Un appuntato della Guardia di Finanza, A.D.B., ha raccontato di aver riconosciuto "senza dubbio" in Nadia Lioce la donna che "quasi con regolarità" saliva sul treno Roma-Pisa nei mesi passati. La terrorista, ha rivelato A.D.B., non viaggiava sola ma in compagnia di "un uomo di mezza età, con i capelli brizzolati". Certamente non Galesi. Quasi certamente un militante delle Br-pcc, vista l'appartenenza della Lioce all'organizzazione con un ruolo di spicco, secondo gli investigatori. Ma c'è di più.

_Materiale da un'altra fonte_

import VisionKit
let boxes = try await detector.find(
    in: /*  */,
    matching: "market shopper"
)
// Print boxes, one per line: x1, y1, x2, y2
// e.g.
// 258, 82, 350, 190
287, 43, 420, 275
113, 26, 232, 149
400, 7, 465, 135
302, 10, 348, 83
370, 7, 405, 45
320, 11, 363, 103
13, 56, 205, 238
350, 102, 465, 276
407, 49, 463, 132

La descrizione dell'uomo che viaggiava al suo fianco "corrisponde a quella del conducente di uno dei furgoni trovati sul luogo dell'attentato al professor D'Antona, fornita nell'immediatezza del delitto da un altro teste". Così scrive il giudice Maria Teresa Covatta nell'ordine di carcerazione contro la Lioce per l'omicidio di Massimo D'Antona (ucciso a Roma il 20 maggio 1999), notificatole in cella venerdì scorso.
Nelle indagini sulle Br entra dunque anche "l'uomo di mezza età con i capelli brizzolati", che accompagnava Nadia Lioce nei suoi spostamenti "quasi regolari" e potrebbe aver avuto un ruolo nel delitto che ha segnato la ricomparsa dell'organizzazione terroristica sulla scena italiana. Una ricomparsa preparata con cura, secondo altri elementi contenuti nel documenti firmato dal gip Covatta. Il furto dello stock di carte d'identità dal quale provenivano quelle che avevano Lioce e Galesi al momento del controllo sul treno è avvenuto il 10 marzo '99 nel Comune di San Gregorio di Sassola, vicino Roma: due mesi prima dell'omicidio D'Antona. I numeri di serie dei documenti erano consecutivi, da AD8838801 a AD8838900. La falsificazione delle due carte utilizzate da Lioce e Galesi - riempite con i nomi falsi di Rita Bizzarri e Domenico Marozzi - è dell'aprile dello stesso anno.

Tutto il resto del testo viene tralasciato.